Correcting Class Imbalance

Oversampling and undersampling methods

Models providing oversampling or undersampling methods, to correct for class imbalance, are listed under Class Imbalance. In particular, several popular algorithms are provided by the Imbalance.jl package, which includes detailed documentation and tutorials.

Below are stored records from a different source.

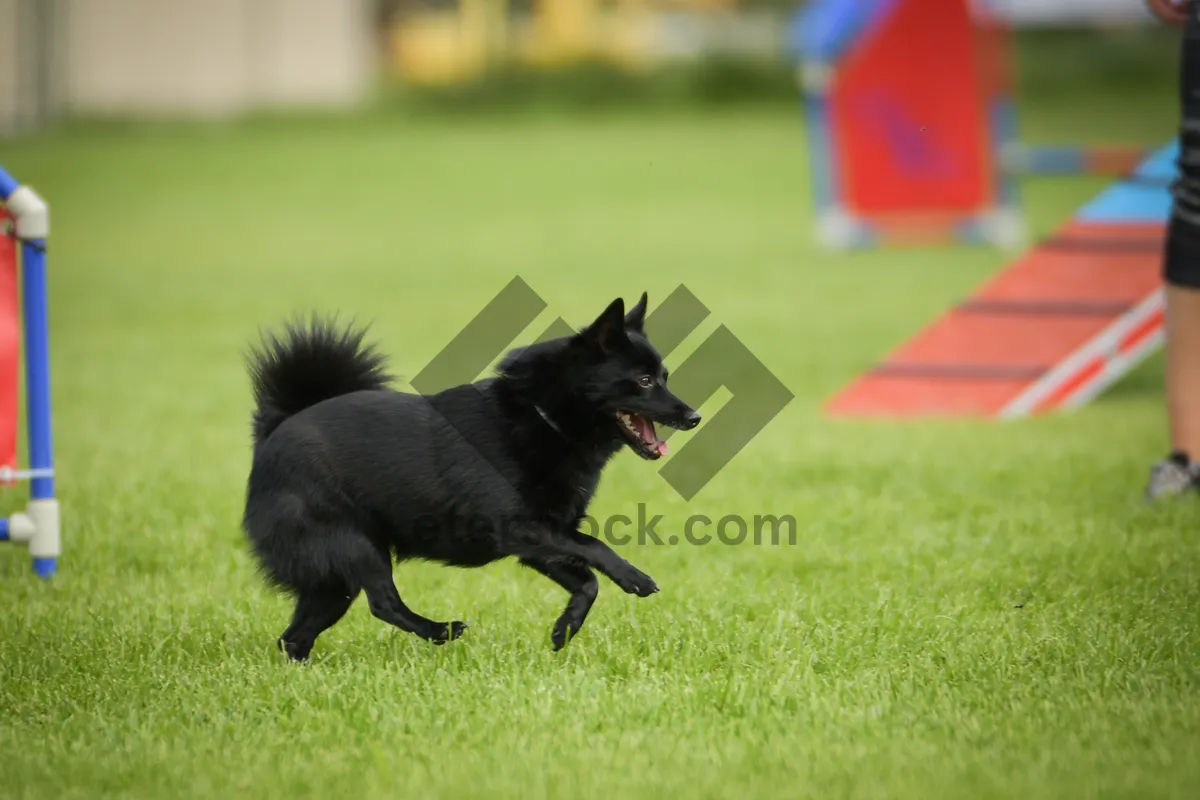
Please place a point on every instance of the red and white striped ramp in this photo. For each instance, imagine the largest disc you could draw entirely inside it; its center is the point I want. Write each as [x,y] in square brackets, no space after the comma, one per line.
[1054,330]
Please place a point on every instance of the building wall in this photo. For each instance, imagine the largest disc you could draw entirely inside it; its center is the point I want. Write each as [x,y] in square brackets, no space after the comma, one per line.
[184,58]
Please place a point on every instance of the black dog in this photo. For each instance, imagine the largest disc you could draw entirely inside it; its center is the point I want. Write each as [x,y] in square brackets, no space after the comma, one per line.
[348,473]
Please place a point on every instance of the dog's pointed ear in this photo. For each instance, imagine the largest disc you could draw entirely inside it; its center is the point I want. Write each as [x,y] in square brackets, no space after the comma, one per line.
[609,330]
[636,317]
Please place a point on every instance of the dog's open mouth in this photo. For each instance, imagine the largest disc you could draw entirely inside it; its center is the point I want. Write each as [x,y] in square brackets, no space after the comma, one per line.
[641,435]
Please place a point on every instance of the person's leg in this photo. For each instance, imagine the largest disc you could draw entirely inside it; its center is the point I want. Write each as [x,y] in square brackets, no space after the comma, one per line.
[1181,271]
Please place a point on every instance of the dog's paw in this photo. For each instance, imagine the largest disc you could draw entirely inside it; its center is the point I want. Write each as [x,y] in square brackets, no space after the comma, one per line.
[564,630]
[448,632]
[635,582]
[295,650]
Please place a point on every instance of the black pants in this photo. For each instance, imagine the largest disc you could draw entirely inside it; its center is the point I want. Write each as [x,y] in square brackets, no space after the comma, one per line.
[1181,265]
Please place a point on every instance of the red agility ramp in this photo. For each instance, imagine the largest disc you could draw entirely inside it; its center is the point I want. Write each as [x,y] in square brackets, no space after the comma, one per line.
[1054,330]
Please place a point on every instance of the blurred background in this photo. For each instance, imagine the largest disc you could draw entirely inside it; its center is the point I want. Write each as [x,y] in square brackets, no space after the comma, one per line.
[64,59]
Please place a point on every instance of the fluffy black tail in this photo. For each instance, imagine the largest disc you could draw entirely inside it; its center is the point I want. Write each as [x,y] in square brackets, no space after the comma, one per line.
[307,365]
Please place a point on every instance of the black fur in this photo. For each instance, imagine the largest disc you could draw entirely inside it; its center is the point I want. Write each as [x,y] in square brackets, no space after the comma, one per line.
[348,473]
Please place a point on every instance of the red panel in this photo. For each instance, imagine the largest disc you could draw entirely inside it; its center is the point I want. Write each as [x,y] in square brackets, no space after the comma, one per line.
[1000,340]
[10,347]
[1084,276]
[883,396]
[910,107]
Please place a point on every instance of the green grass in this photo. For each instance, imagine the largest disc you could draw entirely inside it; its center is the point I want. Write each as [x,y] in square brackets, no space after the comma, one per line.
[882,655]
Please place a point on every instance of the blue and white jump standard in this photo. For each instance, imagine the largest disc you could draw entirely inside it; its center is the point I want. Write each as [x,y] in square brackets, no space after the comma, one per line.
[39,524]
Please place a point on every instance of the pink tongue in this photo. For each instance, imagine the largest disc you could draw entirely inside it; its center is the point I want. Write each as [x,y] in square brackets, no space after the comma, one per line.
[646,428]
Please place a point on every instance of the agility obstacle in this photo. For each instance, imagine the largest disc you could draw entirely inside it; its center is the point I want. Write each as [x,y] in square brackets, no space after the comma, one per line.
[912,124]
[24,227]
[1054,330]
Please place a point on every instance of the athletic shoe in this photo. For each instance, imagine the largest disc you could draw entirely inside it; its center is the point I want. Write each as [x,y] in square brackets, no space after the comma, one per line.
[1175,474]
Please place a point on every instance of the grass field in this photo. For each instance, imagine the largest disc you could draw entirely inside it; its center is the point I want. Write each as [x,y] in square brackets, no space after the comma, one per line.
[882,655]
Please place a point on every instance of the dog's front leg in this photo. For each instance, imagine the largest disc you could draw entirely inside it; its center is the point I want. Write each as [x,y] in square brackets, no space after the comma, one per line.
[540,543]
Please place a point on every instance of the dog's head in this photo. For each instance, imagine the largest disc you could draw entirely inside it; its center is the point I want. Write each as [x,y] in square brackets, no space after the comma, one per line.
[625,380]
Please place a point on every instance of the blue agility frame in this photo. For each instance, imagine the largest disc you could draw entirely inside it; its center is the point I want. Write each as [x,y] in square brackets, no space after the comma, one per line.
[39,525]
[820,35]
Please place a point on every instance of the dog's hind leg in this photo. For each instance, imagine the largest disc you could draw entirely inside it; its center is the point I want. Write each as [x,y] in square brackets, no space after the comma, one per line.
[574,576]
[387,606]
[317,611]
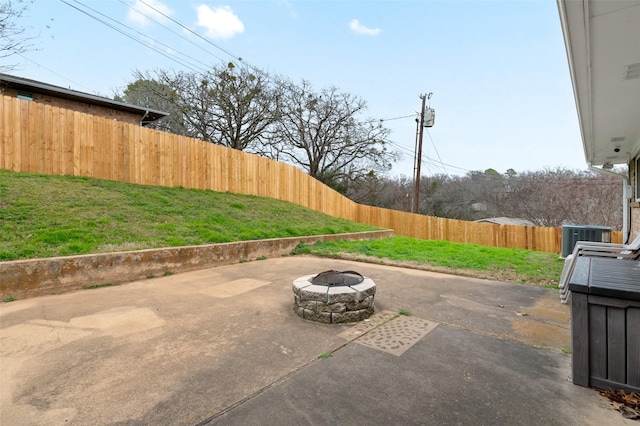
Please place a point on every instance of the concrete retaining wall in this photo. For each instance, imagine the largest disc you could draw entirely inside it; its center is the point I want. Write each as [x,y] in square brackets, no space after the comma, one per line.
[35,277]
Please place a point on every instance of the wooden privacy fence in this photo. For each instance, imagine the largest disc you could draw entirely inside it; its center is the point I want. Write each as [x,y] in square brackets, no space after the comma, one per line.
[41,138]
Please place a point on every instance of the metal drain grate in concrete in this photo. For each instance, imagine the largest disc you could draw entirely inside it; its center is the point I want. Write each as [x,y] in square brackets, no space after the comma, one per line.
[398,335]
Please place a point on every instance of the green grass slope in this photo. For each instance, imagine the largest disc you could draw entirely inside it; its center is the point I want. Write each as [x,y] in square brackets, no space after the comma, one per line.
[46,216]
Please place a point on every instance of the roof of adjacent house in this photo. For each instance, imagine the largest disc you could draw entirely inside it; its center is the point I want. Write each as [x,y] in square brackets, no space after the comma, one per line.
[19,83]
[601,39]
[507,221]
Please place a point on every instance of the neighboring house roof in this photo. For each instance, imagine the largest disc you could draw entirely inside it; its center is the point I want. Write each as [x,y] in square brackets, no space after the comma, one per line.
[601,38]
[507,221]
[18,83]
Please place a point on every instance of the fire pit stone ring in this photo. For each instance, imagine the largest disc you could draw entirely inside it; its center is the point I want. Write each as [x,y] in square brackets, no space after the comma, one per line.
[340,297]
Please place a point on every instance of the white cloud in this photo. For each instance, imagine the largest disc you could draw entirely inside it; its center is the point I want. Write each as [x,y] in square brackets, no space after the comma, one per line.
[139,13]
[220,22]
[358,28]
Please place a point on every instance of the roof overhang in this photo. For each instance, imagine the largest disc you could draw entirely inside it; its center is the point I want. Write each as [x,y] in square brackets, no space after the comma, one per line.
[602,38]
[148,115]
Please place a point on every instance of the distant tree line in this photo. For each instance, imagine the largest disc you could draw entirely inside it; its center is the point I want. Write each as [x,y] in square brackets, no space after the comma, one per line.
[243,108]
[322,132]
[549,197]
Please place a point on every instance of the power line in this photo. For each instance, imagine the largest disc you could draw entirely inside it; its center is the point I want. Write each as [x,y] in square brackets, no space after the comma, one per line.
[171,31]
[53,72]
[125,33]
[237,58]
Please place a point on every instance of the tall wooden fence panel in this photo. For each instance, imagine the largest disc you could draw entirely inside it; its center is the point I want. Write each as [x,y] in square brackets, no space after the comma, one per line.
[41,138]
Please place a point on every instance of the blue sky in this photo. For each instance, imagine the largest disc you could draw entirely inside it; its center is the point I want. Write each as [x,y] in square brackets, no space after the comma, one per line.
[497,69]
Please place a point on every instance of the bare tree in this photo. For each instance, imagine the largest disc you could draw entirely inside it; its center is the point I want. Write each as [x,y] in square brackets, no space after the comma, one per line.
[14,39]
[230,105]
[321,134]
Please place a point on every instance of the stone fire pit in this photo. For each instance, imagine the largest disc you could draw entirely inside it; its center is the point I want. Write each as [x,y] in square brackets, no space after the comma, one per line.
[334,297]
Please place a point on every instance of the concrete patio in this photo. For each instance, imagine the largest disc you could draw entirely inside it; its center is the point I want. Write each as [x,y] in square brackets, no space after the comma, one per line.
[224,346]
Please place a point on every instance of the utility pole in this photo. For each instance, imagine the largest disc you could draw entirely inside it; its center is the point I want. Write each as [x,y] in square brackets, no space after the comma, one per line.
[416,198]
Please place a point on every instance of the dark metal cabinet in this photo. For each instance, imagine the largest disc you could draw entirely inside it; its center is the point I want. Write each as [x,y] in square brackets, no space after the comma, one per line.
[605,317]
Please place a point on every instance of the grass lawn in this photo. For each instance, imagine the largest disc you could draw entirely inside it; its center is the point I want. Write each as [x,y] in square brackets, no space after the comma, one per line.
[46,216]
[513,265]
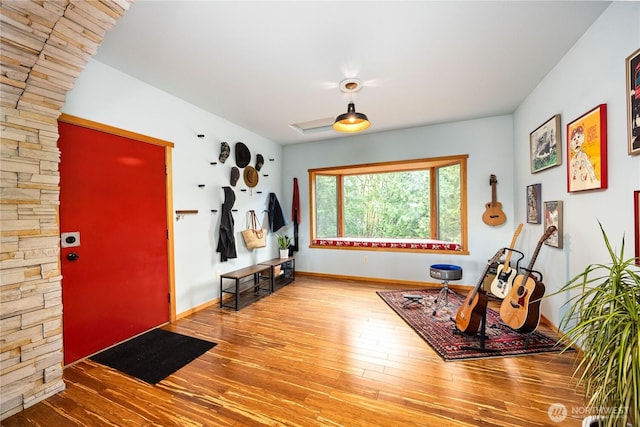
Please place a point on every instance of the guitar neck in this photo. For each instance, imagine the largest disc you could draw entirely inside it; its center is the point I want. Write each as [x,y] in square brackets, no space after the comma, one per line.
[546,235]
[484,273]
[513,243]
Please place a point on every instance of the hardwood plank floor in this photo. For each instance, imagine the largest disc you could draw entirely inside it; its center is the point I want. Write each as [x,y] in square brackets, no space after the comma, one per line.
[318,352]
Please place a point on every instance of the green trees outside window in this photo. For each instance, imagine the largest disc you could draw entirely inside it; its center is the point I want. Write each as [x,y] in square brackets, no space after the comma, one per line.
[417,199]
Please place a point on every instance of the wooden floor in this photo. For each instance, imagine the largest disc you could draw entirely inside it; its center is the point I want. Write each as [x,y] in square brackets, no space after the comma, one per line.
[318,352]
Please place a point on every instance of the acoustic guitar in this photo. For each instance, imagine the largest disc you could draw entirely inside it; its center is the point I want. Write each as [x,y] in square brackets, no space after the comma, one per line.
[520,310]
[493,214]
[472,309]
[505,275]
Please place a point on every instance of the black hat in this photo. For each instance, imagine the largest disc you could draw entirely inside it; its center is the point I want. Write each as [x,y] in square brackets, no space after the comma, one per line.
[251,176]
[224,152]
[243,155]
[259,161]
[235,175]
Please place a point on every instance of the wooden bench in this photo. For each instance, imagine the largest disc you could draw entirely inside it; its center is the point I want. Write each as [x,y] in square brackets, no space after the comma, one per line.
[289,270]
[255,270]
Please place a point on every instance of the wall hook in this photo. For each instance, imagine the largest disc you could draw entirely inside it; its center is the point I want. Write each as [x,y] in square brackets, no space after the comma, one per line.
[180,214]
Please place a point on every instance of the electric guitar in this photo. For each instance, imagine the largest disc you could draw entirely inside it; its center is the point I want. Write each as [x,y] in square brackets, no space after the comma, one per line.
[505,275]
[520,310]
[493,214]
[470,312]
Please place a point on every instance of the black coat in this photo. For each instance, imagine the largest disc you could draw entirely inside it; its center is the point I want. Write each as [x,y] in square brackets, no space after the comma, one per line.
[276,216]
[227,241]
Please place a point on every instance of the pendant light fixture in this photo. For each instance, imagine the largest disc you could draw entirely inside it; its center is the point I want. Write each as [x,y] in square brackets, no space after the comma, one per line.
[351,121]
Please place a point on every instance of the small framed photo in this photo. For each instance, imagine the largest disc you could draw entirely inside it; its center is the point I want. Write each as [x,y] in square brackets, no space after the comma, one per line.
[633,101]
[534,208]
[553,216]
[546,145]
[587,151]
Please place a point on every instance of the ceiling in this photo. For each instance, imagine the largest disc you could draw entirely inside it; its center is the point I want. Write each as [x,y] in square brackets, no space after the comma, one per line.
[266,65]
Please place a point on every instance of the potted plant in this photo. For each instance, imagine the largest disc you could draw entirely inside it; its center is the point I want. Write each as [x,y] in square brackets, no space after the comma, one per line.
[283,245]
[603,319]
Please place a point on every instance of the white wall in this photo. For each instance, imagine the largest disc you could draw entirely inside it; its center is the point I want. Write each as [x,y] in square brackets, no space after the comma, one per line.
[489,143]
[592,73]
[107,96]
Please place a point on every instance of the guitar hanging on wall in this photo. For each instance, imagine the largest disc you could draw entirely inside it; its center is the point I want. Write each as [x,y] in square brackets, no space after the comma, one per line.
[493,214]
[520,310]
[505,275]
[474,306]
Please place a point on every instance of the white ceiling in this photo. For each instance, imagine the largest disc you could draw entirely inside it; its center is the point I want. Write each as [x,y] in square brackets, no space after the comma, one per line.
[265,65]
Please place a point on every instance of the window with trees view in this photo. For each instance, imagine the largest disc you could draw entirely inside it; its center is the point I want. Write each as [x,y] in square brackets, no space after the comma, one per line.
[408,201]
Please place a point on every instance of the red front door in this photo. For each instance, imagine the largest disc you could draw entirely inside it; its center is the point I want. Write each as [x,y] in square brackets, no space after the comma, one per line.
[115,282]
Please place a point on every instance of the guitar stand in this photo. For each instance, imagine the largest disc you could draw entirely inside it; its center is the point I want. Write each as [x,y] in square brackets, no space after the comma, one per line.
[443,297]
[483,337]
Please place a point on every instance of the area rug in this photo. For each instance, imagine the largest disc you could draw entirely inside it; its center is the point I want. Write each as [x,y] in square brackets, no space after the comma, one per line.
[438,330]
[154,355]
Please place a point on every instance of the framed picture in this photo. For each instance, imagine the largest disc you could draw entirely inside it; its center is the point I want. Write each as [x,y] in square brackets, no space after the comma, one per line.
[534,208]
[587,151]
[553,216]
[633,101]
[546,145]
[636,220]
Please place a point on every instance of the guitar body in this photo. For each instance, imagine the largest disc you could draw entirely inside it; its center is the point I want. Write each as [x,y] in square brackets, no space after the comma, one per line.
[493,214]
[470,312]
[474,307]
[520,310]
[503,282]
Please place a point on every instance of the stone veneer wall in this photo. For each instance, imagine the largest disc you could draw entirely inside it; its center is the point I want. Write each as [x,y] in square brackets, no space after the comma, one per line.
[44,47]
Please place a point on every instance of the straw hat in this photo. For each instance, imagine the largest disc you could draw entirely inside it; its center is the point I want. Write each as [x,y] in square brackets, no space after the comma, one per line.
[251,176]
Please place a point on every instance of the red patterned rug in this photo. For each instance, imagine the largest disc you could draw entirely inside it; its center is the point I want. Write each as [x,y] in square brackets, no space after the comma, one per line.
[438,330]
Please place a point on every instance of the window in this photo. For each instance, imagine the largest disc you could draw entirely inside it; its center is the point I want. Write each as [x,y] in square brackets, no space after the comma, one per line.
[406,205]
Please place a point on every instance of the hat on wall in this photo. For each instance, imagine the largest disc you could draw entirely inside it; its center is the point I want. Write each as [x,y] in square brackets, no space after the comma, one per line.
[225,150]
[243,155]
[235,175]
[259,161]
[251,176]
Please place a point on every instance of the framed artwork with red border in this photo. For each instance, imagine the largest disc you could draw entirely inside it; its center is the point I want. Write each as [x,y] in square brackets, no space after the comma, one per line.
[633,101]
[636,221]
[587,151]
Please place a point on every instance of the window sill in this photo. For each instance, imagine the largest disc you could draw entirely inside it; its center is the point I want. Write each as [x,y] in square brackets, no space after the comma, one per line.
[408,245]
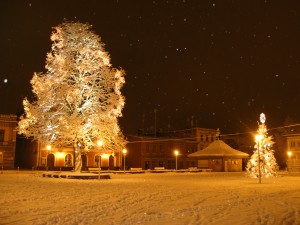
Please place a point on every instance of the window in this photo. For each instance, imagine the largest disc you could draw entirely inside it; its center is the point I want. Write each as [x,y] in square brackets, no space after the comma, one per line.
[68,160]
[292,144]
[1,135]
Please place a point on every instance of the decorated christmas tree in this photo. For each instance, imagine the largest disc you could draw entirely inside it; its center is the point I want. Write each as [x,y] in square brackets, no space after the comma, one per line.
[262,163]
[78,99]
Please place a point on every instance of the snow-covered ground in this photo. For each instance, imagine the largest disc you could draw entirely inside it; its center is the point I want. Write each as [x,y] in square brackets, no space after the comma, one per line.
[164,198]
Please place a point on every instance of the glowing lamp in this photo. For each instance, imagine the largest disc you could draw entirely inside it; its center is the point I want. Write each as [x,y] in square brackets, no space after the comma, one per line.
[259,137]
[60,155]
[99,143]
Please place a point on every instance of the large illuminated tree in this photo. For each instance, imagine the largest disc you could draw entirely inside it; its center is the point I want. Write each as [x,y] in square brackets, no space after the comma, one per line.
[78,99]
[262,163]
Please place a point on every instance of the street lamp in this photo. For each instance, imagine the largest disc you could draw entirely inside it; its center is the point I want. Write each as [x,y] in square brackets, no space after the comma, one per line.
[176,154]
[124,154]
[48,147]
[289,160]
[258,138]
[99,143]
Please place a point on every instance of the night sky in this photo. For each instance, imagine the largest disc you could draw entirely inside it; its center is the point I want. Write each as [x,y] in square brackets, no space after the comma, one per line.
[216,64]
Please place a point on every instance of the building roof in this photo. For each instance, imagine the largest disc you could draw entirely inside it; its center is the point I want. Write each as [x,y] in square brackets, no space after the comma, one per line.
[219,148]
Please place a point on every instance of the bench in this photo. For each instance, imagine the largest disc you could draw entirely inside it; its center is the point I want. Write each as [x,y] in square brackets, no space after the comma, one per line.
[136,169]
[159,168]
[93,169]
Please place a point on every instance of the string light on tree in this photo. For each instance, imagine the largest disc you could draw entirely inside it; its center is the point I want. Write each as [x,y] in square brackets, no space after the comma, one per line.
[262,163]
[78,98]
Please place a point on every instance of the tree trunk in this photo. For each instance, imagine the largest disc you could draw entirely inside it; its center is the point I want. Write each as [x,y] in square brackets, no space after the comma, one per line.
[78,161]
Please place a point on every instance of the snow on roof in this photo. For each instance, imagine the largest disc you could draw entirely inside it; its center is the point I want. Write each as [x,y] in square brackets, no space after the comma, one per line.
[219,148]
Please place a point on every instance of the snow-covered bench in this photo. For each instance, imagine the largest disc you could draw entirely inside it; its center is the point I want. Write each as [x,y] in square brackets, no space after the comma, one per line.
[159,168]
[136,169]
[93,169]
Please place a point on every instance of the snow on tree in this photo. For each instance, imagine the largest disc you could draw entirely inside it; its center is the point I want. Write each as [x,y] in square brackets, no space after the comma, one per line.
[262,163]
[78,99]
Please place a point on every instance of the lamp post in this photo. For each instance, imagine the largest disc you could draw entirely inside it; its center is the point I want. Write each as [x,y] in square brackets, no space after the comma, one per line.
[124,154]
[289,160]
[99,143]
[176,154]
[48,147]
[258,138]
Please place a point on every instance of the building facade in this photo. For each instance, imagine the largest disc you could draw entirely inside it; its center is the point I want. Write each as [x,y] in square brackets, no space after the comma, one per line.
[293,153]
[148,152]
[62,158]
[8,135]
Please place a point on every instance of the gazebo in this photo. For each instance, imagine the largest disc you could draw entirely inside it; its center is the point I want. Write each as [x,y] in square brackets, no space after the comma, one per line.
[219,156]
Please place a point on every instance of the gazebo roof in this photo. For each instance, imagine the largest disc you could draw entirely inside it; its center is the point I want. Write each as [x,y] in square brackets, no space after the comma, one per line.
[219,148]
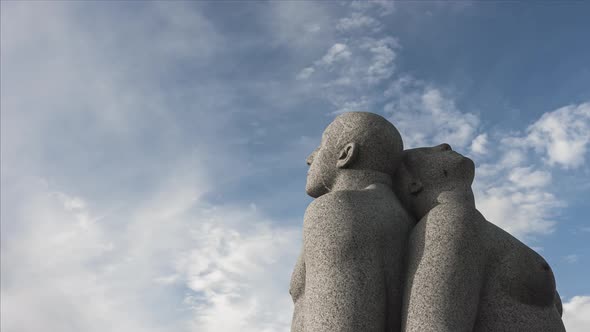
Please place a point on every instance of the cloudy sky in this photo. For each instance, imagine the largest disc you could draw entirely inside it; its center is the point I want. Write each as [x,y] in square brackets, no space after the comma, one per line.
[153,154]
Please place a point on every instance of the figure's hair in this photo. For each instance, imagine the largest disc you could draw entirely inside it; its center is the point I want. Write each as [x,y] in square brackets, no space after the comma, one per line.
[379,141]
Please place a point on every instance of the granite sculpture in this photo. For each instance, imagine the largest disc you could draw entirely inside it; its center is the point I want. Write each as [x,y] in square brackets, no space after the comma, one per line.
[349,274]
[393,242]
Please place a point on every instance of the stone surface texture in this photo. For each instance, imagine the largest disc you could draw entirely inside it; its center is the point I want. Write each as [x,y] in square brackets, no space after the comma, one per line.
[349,275]
[394,242]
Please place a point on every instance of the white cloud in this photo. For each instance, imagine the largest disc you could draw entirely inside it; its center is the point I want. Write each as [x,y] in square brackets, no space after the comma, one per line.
[576,314]
[523,212]
[478,146]
[383,55]
[239,272]
[525,177]
[425,117]
[337,52]
[305,73]
[382,7]
[562,135]
[573,258]
[358,21]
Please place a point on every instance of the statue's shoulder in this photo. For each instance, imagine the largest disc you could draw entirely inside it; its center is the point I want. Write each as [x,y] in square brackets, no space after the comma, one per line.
[452,220]
[348,202]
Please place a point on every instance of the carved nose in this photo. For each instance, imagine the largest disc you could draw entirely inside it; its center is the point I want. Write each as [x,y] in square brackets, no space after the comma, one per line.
[445,147]
[309,159]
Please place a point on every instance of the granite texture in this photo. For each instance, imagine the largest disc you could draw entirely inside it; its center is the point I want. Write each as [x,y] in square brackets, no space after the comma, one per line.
[349,275]
[464,273]
[367,265]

Incorporating class imbalance in supervised learning pipelines

One or more oversampling/undersampling algorithms can be fused with an MLJ classifier using the BalancedModel wrapper. This creates a new classifier which can be treated like any other; resampling to correct for class imbalance, relevant only for training of the atomic classifier, is then carried out internally. If, for example, one applies cross-validation to the wrapped classifier (using evaluate!, say) then this means over/undersampling is then repeated for each training fold automatically.

Refer to the MLJBalancing.jl documentation for further details.

BalancedModel(; model=nothing, balancer1=balancer_model1, balancer2=balancer_model2, ...)
BalancedModel(model;  balancer1=balancer_model1, balancer2=balancer_model2, ...)

Given a classification model, and one or more balancer models that all implement the MLJModelInterface, BalancedModel allows constructing a sequential pipeline that wraps an arbitrary number of balancing models and a classifier together in a sequential pipeline.


  • During training, data is first passed to balancer1 and the result is passed to balancer2 and so on, the result from the final balancer is then passed to the classifier for training.
  • During prediction, the balancers have no effect.


  • model::Supervised: A classification model that implements the MLJModelInterface.
  • balancer1::Static=...: The first balancer model to pass the data to. This keyword argument can have any name.
  • balancer2::Static=...: The second balancer model to pass the data to. This keyword argument can have any name.
  • and so on for an arbitrary number of balancers.


  • An instance of type ProbabilisticBalancedModel or DeterministicBalancedModel, depending on the prediction type of model.


using MLJ
using Imbalance

# generate data
X, y = Imbalance.generate_imbalanced_data(1000, 5; class_probs=[0.2, 0.3, 0.5])

# prepare classification and balancing models
SMOTENC = @load SMOTENC pkg=Imbalance verbosity=0
TomekUndersampler = @load TomekUndersampler pkg=Imbalance verbosity=0
LogisticClassifier = @load LogisticClassifier pkg=MLJLinearModels verbosity=0

oversampler = SMOTENC(k=5, ratios=1.0, rng=42)
undersampler = TomekUndersampler(min_ratios=0.5, rng=42)
logistic_model = LogisticClassifier()

# wrap them in a BalancedModel
balanced_model = BalancedModel(model=logistic_model, balancer1=oversampler, balancer2=undersampler)

# now this behaves as a unified model that can be trained, validated, fine-tuned, etc.
mach = machine(balanced_model, X, y)